FATIGUE. Pour lutter contre la fatigue, Allongez-vous tranquillement dans le silence. Après quelques secondes, vous sentirez une sorte d'entraînement, c'est la houle de votre prochaine inspiration, comme si une vague approchait du rivage. Ne prenez pas l'inspiration immédiatement, mais plutôt permettez lui de croître pendant encore quelques secondes. Puis, sans effort inspirer.
Continuer à explorer l'allongement de vos expirations pendant 10 ou 15 respirations. Puis, commencez à allonger vos inspirations progressivement, tout comme vous allongez vos expirations dans l'exercice précédent contre l'anxiété. Focalisez-vous sur le son de vos inspirations, un chuchotement sibilant considérer comme "sa". Essayez de faire ce son pendant vos inspirations le plus doucement et uniformément possible du début à la fin, et continuer de garder votre souffle aussi régulier que possible pendant 10 à 15 minutes.

LA DEPRESSION. Lutter contre la dépression peut être plus difficile que de lutter contre l'anxiété ou la fatigue. Pour cette raison, soyez prudents sur la façon d'appliquer la façon de respirer quand vous vous sentez déprimé. Forcer le souffle peut rapidement aggraver votre état d'esprit. 
Comme pour toute respiration, commencez par vous installer dans une position confortable et permettez à votre souffle de ralentir. Comptez ensuite la durée de votre prochaine inspiration. Lorsque vous relâchez votre expiration, égaler sa longueur à celle de l'inhalation. 
Continuez de cette façon pour une minute ou deux. Pour la dépression, l'effet de son souffle sur votre humeur est le meilleur indicateur de combien de temps vous devrez continuer l'exercice.

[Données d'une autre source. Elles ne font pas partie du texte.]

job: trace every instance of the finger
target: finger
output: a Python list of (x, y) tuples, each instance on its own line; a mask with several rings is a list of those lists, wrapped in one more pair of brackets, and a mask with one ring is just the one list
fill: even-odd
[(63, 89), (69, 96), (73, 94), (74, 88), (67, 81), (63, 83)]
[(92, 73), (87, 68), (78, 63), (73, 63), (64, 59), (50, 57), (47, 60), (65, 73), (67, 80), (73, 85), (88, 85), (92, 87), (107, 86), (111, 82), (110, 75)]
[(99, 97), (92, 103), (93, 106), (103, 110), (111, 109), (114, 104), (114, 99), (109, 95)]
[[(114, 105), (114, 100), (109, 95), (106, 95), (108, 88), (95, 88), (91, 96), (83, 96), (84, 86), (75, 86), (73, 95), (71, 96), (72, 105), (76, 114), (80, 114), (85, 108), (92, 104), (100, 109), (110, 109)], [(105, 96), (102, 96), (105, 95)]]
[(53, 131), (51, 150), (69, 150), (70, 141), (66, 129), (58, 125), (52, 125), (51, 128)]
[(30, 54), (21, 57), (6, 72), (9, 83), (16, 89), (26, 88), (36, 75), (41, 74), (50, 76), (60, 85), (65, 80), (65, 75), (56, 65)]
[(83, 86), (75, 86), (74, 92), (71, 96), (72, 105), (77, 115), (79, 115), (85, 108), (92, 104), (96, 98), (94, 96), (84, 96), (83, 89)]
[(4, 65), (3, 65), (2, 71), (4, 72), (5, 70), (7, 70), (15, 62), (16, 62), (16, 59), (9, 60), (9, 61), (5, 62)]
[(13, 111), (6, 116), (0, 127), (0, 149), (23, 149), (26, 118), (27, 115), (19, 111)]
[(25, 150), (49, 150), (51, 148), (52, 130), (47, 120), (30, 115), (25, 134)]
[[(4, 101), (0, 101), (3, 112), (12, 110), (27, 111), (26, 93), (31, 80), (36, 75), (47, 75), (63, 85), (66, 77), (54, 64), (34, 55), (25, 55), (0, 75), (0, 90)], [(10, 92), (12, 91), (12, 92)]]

Commencez avec un objectif de temps, disons 10 minutes, mais être prêt à raccourcir de quelques minutes si vous vous sentez mieux.
Quand pratiquer et combien de temps:
Combien de fois avez-vous besoin de pratiquer pour rendre la respiration efficace? Il n'y a pas de réponse toute faite, c'est une pratique comme une autre, et plus vous pratiquer plus votre respiration sera efficace. 
Si vous le pouvez, organisez-vous une pratique régulière de 10 minutes pendant un moment calme de la journée. (Pour de nombreuses personnes, tôt le matin est le mieux.) Mais si cela semble un trop grand engagement, Il suffit de fermer les yeux et de prendre des pauses de 60 secondes de respiration consciente à des moments aléatoires dans votre journée. Vous pourriez découvrir que ces ruptures sont presque aussi énergisant q’une pause-café, et ils ont moins d'effets secondaires. En fait, vous découvrirez peut-être que la respiration consciente apaise vos émotions et stimule votre énergie.